The Institutional Review Board at the Pennington Biomedical Research Center (coordinating center) approved the overarching protocol, and the Institutional/Ethical Review Boards at each participating institution also approved the local protocols. Written informed consent was obtained from parents or legal guardians, and child assent was also obtained as required by local Institutional/Ethical Review Boards before participation in the study. The standardization of the study protocol across sites, a rigorous system of training and certification of study personnel, the use of a web-based data entry system, and centralized data management and analysis at the coordinating center ensured the quality of data collected.16 A detailed account of the study protocol has been published elsewhere.16
Participants
A total of 7,372 children aged 9–11 years participated in ISCOLE, of whom 5,779 remained in the analytical sample for the present study after excluding participants who did not have valid data/information on accelerometry of MVPA (n = 919), sleep time (n = 395), diet scores (n = 127), or other information (sex, BMI, highest parental education, n = 152). Participants who were excluded from the present analysis did not differ in BMI z-scores, but the excluded sample had a higher proportion of boys (51.5%) than those who were included in the analysis. Data were collected from September 2011 through December 2013.
Accelerometry
Time spent in MVPA and sedentary behavior was obtained from a 24-hour, waist worn accelerometer. An Actigraph GT3X+ accelerometer (ActiGraph, LLC, Pensacola, FL, USA) was worn at the waist on an elasticized belt on the right mid-axillary line. Participants were encouraged to wear the accelerometer for 24 hours per day (removing only for water-related activities) on at least 7 days (plus an initial familiarization day and the morning of the final day), including weekend days. The minimal amount of accelerometer data that was considered acceptable for inclusion in the sample was 4 days with at least 10 hours of wear time per day, including at least one weekend day.
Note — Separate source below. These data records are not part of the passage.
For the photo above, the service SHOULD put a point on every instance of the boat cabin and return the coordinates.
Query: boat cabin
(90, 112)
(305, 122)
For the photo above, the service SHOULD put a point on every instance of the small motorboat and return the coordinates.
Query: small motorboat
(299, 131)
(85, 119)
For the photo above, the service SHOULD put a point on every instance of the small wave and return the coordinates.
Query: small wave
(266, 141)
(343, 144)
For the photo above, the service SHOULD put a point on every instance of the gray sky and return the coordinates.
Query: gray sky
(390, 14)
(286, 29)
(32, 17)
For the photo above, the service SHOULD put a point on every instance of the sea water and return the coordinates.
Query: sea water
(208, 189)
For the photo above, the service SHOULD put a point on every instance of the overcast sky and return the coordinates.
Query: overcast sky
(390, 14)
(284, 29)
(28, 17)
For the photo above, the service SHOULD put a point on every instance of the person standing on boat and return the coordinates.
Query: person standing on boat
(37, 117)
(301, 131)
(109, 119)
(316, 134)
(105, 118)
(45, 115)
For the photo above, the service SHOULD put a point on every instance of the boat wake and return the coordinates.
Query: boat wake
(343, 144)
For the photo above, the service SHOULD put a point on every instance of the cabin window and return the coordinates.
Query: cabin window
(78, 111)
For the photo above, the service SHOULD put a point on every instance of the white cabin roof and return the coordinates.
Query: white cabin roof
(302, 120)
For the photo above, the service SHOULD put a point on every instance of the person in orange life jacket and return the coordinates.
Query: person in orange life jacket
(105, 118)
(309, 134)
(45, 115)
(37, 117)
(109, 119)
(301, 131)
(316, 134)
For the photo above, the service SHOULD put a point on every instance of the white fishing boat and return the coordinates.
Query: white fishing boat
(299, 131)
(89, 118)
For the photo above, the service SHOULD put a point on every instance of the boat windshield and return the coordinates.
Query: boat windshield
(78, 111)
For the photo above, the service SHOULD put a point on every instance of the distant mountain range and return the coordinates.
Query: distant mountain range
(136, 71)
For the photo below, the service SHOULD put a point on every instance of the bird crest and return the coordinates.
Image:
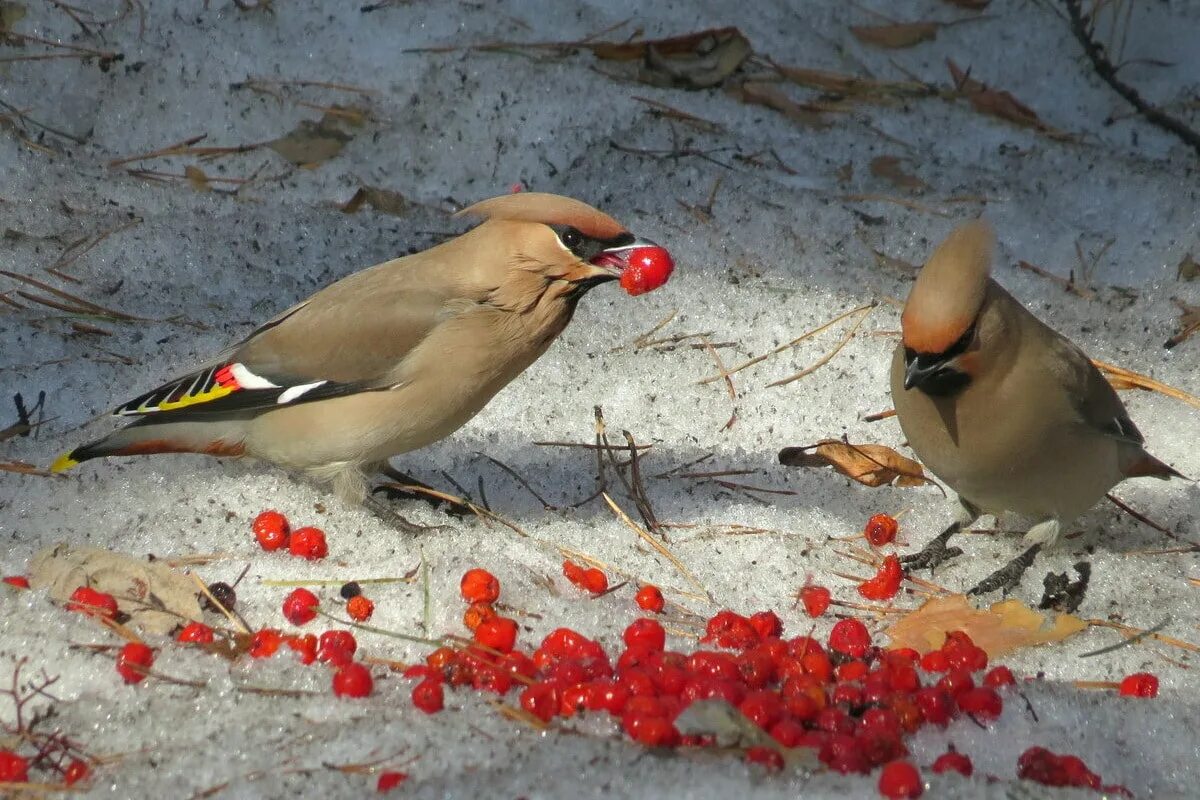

Nocturnal sleep duration was estimated from the accelerometer data using a fully automated algorithm for 24-h waist-worn accelerometers that was validated for ISCOLE.18, 19 The weekly total sleep time averages were calculated using only days where valid sleep was accumulated (total sleep-period time ≥160 min) and only for participants with at least 3 nights of valid sleep, including one weekend day.20 After exclusion of the total sleep episode time and non-wear time (any sequence of at least 20 consecutive minutes of zero activity counts), MVPA was defined as all activity ≥574 counts per 15 seconds, and sedentary time was defined as all movement <25 counts per 15 seconds.21 On the basis of the average MET (Metabolic equivalent) level of the study, activities such as brisk walking, treadmill walking, basketball, and running were considered as MVPA.21 High level of MVPA was defined as an average MVPA of ≥60 minutes per day, and high level of sedentary time was defined as the average of sedentary time ≥ 482 minutes per day.22–26 MVPA or sedentary time on weekdays was calculated using the mean duration of MVPA or sedentary time per weekday, and MVPA or sedentary time on weekend was calculated using the mean duration of MVPA or sedentary time per weekend day.
Anthropometry
Height and weight were measured using standard procedures across all study sites. Height was measured without shoes using a Seca 213 portable stadiometer (SECA, Hamburg, Germany), with the participant’s head in the Frankfurt plane. Weight was measured using a portable Tanita SC-240 Body Composition Analyzer (Arlington Heights, IL, USA) after all outer clothing, heavy pocket items, shoes and socks were removed. Two measurements were obtained, and the average was used in the analysis (a third measurement was obtained if the first two measurements were >0.5 cm or ≥0.5 kg apart for height and weight, respectively, and the average of the two closest measurements was used in the analysis). Body mass index (BMI) was calculated by dividing weight in kilograms by the square of height in meters. BMI z-scores were computed using age- and sex-specific reference data from the World Health Organization.27 Participants were classified as obese (BMI-for-age z-score >+2 SD) or non-obese (BMI-for-age z-score ≤ +2 SD).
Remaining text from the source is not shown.